Nestlé’nin Başarı Hikayesi

1866’da kurulan Nestlé gıda sektörünün öncülerinden olup dünyanın en büyük yiyecek ve içecek şirketidir. Başlangıçta yalnızca bebeklere yönelik sütlü un(bebek maması) satışı yapan şirket zamanla portföyüne çikolata, kahve, çorba, yoğurt, su ve donmuş yiyecekler gibi çeşitli ürünleri de ekleyerek hızlı bir ürün çeşitliliği sürecine girmeyi başardı. Öyle ki şirket bugün dünya üzerindeki 70 farklı ülkeden yaklaşık dört milyon insana istihdam imkanı sunuyor. Nestlé artık dünyanın hemen her yerinde faaliyet göstermekte olan bir marka.

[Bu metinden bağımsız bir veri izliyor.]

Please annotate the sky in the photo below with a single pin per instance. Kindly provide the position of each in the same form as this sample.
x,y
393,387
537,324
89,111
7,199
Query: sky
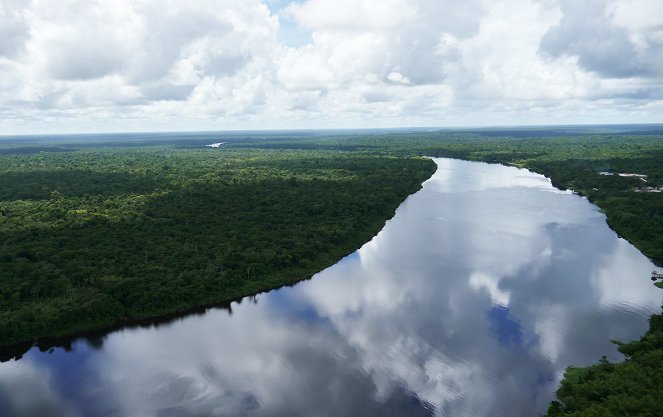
x,y
76,66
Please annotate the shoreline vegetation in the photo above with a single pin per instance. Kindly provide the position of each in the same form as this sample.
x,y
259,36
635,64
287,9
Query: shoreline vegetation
x,y
96,234
97,237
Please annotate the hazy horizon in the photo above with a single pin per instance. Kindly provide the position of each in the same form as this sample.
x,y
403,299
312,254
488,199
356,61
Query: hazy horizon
x,y
232,65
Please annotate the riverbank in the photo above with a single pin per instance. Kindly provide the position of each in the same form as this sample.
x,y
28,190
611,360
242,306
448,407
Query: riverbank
x,y
96,237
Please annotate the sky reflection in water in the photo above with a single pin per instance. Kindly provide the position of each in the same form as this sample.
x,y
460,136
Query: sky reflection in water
x,y
470,302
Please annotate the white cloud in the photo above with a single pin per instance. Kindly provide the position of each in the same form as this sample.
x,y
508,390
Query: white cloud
x,y
204,64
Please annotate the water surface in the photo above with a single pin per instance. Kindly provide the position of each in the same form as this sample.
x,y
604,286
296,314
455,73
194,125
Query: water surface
x,y
471,301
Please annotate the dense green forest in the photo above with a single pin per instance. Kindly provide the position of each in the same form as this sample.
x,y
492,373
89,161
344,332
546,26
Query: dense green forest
x,y
93,236
571,161
631,388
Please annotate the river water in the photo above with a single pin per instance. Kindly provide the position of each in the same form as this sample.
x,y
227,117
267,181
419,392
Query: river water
x,y
471,301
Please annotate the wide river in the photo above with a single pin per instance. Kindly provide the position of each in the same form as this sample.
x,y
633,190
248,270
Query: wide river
x,y
471,301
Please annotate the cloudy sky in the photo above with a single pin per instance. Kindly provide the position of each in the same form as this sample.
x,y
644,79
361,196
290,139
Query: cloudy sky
x,y
155,65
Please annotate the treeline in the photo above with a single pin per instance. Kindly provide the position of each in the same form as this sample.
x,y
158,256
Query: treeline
x,y
96,236
631,388
572,162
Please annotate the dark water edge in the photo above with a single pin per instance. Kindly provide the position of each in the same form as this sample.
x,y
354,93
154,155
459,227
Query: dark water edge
x,y
471,301
45,344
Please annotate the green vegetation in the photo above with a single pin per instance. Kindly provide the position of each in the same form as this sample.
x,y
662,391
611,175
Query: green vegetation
x,y
572,162
94,236
631,388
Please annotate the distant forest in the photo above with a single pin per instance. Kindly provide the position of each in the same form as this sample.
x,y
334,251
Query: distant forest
x,y
104,230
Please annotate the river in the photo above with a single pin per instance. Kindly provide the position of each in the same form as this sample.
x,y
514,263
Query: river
x,y
471,301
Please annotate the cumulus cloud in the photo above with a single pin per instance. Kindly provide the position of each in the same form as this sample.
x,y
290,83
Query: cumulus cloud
x,y
606,40
206,64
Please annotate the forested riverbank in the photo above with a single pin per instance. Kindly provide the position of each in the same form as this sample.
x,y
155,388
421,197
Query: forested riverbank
x,y
96,236
590,164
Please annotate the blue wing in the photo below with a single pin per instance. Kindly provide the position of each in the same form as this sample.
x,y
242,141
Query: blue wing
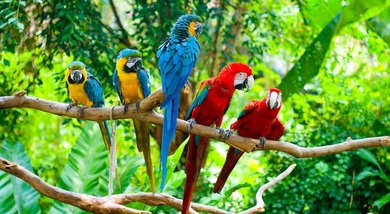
x,y
199,98
117,84
144,82
176,60
93,89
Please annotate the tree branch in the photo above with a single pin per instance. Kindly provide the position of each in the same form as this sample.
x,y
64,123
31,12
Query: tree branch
x,y
260,205
120,25
115,203
85,202
146,114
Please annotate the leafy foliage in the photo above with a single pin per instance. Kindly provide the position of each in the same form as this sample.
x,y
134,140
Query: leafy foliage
x,y
333,88
17,196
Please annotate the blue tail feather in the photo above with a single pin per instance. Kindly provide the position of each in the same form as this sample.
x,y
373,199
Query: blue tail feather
x,y
169,128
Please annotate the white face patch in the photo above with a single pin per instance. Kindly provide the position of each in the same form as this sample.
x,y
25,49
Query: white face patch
x,y
274,100
240,78
130,64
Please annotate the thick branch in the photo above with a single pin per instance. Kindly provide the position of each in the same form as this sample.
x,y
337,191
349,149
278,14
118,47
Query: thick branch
x,y
85,202
146,114
260,205
93,204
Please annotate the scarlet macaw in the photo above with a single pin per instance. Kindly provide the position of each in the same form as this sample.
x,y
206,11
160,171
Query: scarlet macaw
x,y
86,89
132,84
177,56
257,120
210,104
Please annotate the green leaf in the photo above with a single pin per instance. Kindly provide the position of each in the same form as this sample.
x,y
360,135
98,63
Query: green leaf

Kendi çabalarının yanı sıra Coca-Cola gibi büyük şirketlerle ortak girişimler de bulunarak da kelimenin tam anlamıyla etkileyici bir küresel müşteri kitlesine ulaşan Nestlé başarısını büyük ölçüde ürün inovasyonu ve şirket devralımının etkin kombinasyonundan alıyor.  Nestlé’nin bugün gıda sektöründe kilit rol oynamasını sağlayan asıl şey ise şirketin büyüme ve çeşitliliğe yönelik tükenmez motivasyonudur.

 

Tarihte Nestle

Yazımızda Nestlé’nin tarihini 1) kuruluş, 2) savaş zamanları, 3) savaşlar arası buhranlı dönem, 4) Avrupa’da patlak veren bir başka savaş, 5) toparlanma süreci, 6) sessizlik içinde geçen yıllar ve 7) şirketin küresel bir oyuncuya dönüşümü başlıkları altında ele alacağız.

 

1. Nestle Nasıl Kuruldu? Kurucusu Kimdir?

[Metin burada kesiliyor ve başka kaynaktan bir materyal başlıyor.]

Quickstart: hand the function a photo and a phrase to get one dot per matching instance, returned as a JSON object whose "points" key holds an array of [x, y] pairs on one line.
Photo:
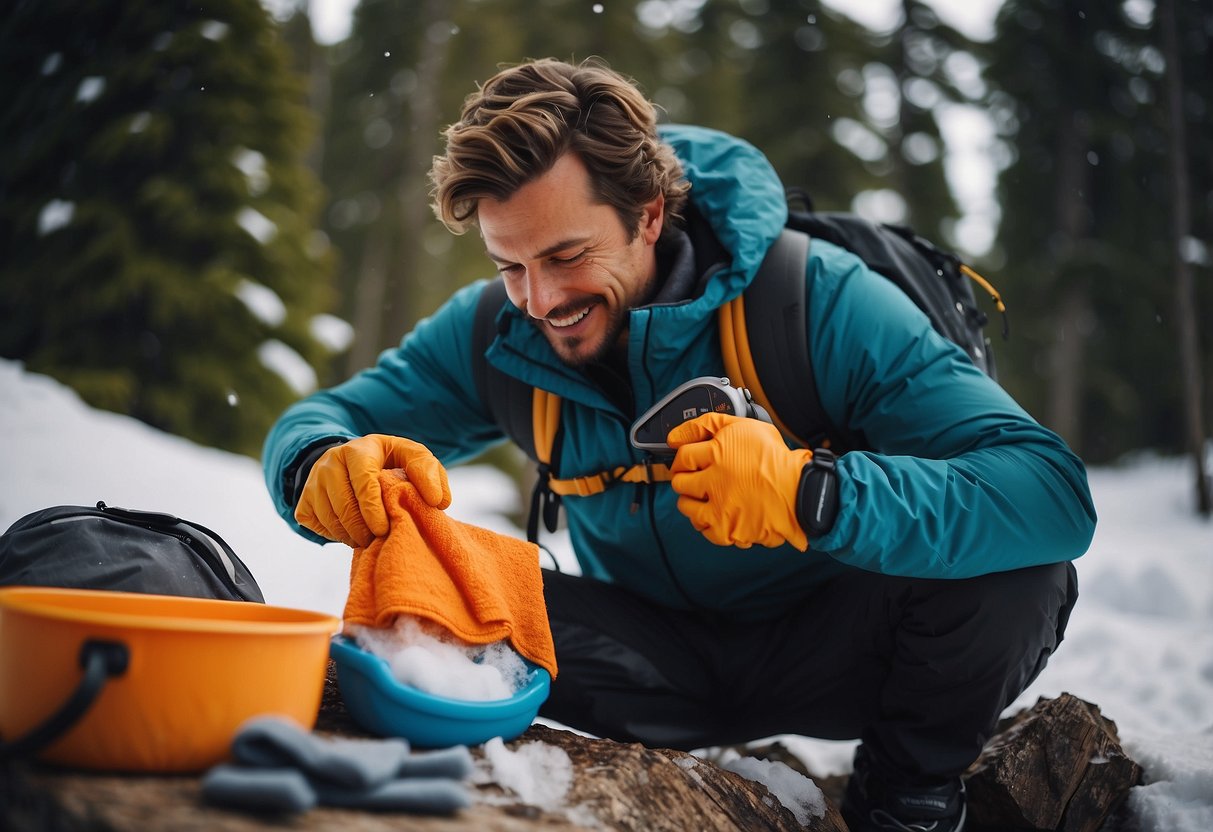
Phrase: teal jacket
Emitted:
{"points": [[960, 480]]}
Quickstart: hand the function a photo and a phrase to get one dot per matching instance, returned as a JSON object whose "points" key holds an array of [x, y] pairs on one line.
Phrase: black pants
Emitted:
{"points": [[918, 670]]}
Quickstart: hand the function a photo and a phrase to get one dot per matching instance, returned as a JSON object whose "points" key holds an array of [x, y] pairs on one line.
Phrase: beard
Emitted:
{"points": [[574, 352]]}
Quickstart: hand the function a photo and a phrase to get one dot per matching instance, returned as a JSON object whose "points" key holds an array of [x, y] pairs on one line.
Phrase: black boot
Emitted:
{"points": [[876, 803]]}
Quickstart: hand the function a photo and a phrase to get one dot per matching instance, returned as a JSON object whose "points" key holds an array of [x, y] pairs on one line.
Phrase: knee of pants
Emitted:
{"points": [[1008, 622]]}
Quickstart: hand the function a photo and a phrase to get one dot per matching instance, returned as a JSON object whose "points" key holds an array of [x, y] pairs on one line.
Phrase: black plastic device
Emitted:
{"points": [[692, 399]]}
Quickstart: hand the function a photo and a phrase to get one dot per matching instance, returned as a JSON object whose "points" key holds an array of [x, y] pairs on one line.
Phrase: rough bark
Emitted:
{"points": [[1057, 767]]}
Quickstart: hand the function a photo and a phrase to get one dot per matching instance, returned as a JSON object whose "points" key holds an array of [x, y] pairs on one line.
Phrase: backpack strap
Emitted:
{"points": [[766, 326], [531, 419]]}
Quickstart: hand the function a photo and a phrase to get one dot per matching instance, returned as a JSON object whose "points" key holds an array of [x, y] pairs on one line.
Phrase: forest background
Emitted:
{"points": [[206, 214]]}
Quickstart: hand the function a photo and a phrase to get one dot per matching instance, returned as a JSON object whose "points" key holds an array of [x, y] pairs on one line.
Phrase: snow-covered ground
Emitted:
{"points": [[1139, 644]]}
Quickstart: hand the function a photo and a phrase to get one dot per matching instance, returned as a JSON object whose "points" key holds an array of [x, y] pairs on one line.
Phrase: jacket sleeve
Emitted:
{"points": [[423, 389], [960, 480]]}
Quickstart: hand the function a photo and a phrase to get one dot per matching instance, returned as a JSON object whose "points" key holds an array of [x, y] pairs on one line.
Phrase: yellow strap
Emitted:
{"points": [[986, 285], [545, 421], [585, 486], [739, 363]]}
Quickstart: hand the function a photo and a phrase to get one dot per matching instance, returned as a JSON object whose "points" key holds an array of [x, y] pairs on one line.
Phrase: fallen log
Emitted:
{"points": [[1055, 767], [1058, 765]]}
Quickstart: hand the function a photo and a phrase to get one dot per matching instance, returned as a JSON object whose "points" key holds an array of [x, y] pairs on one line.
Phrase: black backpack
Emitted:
{"points": [[121, 550], [763, 329]]}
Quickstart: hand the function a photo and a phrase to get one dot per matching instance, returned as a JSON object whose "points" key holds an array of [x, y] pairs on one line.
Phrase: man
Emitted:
{"points": [[715, 609]]}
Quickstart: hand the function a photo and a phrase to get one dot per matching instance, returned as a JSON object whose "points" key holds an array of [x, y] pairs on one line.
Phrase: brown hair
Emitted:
{"points": [[516, 126]]}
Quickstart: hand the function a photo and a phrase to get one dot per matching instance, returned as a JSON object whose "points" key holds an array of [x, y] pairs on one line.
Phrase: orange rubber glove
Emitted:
{"points": [[738, 480], [342, 500]]}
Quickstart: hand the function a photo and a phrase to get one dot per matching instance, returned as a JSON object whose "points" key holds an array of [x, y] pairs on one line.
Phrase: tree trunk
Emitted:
{"points": [[1185, 291], [405, 288], [1071, 322]]}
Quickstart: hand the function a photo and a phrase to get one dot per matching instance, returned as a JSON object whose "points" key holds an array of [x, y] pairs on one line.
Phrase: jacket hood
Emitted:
{"points": [[738, 192]]}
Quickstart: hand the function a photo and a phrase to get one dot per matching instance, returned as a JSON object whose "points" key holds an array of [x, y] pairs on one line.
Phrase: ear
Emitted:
{"points": [[653, 218]]}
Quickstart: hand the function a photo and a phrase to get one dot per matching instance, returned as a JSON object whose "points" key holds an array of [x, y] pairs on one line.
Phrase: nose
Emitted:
{"points": [[542, 294]]}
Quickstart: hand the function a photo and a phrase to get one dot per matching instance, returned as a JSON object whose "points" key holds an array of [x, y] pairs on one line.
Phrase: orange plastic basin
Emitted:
{"points": [[198, 670]]}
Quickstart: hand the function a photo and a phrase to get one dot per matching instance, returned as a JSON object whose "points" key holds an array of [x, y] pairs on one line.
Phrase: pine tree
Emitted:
{"points": [[157, 220]]}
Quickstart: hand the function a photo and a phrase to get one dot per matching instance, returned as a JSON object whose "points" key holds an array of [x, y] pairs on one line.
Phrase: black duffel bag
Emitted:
{"points": [[121, 550]]}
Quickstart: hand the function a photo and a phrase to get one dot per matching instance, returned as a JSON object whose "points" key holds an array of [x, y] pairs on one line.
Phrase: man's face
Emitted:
{"points": [[569, 262]]}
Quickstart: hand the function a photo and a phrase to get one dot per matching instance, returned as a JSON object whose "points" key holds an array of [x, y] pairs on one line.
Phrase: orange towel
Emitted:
{"points": [[479, 585]]}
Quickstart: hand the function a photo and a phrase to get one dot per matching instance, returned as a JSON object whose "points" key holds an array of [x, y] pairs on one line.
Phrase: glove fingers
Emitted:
{"points": [[694, 485], [430, 478], [363, 511], [695, 456], [318, 516]]}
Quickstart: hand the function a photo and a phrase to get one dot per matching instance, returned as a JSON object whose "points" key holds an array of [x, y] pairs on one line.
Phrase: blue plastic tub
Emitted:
{"points": [[382, 705]]}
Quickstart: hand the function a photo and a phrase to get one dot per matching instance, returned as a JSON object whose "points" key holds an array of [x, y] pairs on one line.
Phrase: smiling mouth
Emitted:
{"points": [[568, 320]]}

1866’da Avrupa’nın ilk konsantre süt üretim tesisi İsviçre’nin Cham kentinde açıldı. Fabrikaya Anglo-Swiss adı verildi. Fabrika iki Amerikalı erkek kardeşe aitti: Charles ve George Page. İki kardeş ABD’de konsantre süt sektörünün büyüyüp gelişmesine tanıklık ettiler ve Avrupa endüstri şehirlerinin sunduğu bu büyük ve kaliteli pazar kaynağını verimli bir biçimde kullandılar. İsviçre bu dönemden itibaren yüksek miktarda taze süt üretti ve 19. yüzyılın başlarından bu yana pek çok süt bazlı ürün için üretim merkezi haline geldi. İşletme sahipleri süt ürünlerini İsviçre’de yarattılar, ancak ürünler her daim İngiliz pazarına yönelik hazırlanıyordu. Bundan olacak ki 1873’te İngiltere’de bir konsantre süt fabrikası açıldı.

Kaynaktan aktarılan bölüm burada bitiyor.